Smart
Farming 4.0: Menuju Era Baru Pertanian Digital
Big
Data, Smart Farming 4.0, dan Petani
Millenial
Penulis: Ni Kadek Ayu Purnami Sari Dewi (Mahasiswa Program Studi D4-Statistika, Politeknik Statistika STIS)
Data merupakan salah satu kekayaan baru
bagi bangsa Indonesisa. Data
statistik yang berkualitas menjadi pondasi bagi kebijakan yang cerdas. Ini menjadi
hal penting bagi semua negara, karena salah satu kesuksesan suatu bangsa
sangat ditentukan dari ketersediaan data yang berkualitas dalam arti akurat, lengkap, up to
date, dan relevan. Hal ini senada dengan apa yang dikatakan oleh
Deputi Bidang Statistik Distribusi dan Jasa BPS RI, Bapak Setianto S.E,M.Si dalam memperingati Hari
Statistik Nasional ke-26 “Statistik bukan sekedar angka, tetapi kunci menuju kesuksesan
dan kesejahteraan”.
. Badan
Pusat Statistik (BPS) sebagai penyedia data statistik terpercaya terus
melakukan perbaikan kearah yang lebih maju. Data-data yang dikumpulkan BPS pun dikumpulkan dengan cara
yang semakin canggih yaitu salah satunya dengan memanfaatkan penggunaan teknologi,
Big Data.
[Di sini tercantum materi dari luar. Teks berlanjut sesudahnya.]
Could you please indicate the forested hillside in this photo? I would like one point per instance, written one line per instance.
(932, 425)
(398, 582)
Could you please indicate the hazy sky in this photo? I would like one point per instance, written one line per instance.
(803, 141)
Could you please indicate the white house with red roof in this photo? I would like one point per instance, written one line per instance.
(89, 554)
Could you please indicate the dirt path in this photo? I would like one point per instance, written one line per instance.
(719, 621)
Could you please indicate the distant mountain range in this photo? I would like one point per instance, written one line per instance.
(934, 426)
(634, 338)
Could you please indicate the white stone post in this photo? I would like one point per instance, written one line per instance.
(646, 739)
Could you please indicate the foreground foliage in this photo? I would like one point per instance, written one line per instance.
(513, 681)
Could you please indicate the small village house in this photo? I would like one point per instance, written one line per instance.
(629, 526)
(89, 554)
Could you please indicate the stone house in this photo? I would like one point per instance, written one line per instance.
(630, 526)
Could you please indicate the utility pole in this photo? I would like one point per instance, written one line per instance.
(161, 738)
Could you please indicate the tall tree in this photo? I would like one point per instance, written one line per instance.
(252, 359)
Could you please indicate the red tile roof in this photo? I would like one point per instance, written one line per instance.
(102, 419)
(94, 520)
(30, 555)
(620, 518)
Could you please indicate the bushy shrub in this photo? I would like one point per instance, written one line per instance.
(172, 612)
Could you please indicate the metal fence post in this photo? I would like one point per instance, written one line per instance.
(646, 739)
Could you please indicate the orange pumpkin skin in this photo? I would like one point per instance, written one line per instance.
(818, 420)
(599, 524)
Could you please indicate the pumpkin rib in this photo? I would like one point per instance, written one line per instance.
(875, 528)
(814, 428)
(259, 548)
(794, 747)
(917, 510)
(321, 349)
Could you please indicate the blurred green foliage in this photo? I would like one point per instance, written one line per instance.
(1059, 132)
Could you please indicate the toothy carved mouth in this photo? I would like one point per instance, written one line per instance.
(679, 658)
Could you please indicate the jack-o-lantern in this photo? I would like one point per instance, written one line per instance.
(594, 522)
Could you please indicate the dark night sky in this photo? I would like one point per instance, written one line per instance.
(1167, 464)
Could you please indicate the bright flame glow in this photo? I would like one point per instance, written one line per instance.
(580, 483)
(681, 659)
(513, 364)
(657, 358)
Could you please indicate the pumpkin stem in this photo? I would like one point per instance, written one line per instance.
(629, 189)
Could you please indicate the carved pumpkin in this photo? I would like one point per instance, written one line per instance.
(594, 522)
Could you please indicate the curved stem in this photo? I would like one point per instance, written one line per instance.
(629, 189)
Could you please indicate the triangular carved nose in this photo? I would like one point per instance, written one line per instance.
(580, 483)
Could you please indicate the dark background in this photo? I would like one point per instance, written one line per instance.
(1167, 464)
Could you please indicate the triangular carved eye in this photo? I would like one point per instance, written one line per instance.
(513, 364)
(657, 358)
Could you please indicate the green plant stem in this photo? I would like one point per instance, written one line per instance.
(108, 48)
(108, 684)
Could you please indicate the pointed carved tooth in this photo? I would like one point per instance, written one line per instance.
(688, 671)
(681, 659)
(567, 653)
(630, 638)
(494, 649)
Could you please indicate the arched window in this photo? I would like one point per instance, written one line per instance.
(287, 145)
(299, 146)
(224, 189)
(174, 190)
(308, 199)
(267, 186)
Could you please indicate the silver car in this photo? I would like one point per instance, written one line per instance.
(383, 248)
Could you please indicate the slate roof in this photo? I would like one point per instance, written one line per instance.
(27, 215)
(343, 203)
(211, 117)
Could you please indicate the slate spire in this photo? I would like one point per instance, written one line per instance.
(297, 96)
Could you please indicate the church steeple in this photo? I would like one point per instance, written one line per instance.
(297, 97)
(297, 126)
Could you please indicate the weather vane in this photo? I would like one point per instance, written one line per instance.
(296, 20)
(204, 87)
Kualitas publikasi data BPS sendiri hari ini sudah semakin baik,
sehingga BPS diamanahkan sebagai “pemasok utama” data dasar bagi pemerintah.
Dengan demikian, satu data Indonesia dapat terwujud dengan kualitas data
yang dapat dipercaya.
Indonesia sebagai Negara agraris dengan jumlah
penduduk yang mencapai 270.203.917 jiwa (Berdasarkan sensus penduduk 2020).
Persoalan ini semakin genting jika tidak diiringi dengan peningkatan
produktivitas hasil pertanian untuk memenuhi kebutuhan pangan dalam negri.
Selain itu, dunia pertanian menghadapi tiga masalah utama yaitu: 1) aging
farmer atau penuaan petani karena rendahnya regenerasi di bidang pertanian;
2) rendahnya kualitas sumber daya petani; 3) sebagian besar pertanian Indonesia
masih menggunakan teknologi tradisional dan terbatasnya produk olahan
agroindustry. Konsekuensinya Indonesia harus segera melakukan percepatan dan
transformasi teknologi dari natural resources agriculture ke agriculture based
on smart farming technology. Penerapan metode smart farming 4.0 bisa menjadi
solusi untuk berbagai permasalahan di sektor pertanian Indonesia. Masa depan
pertanian Indonesia adalah pertanian yang cerdas berbasis teknologi.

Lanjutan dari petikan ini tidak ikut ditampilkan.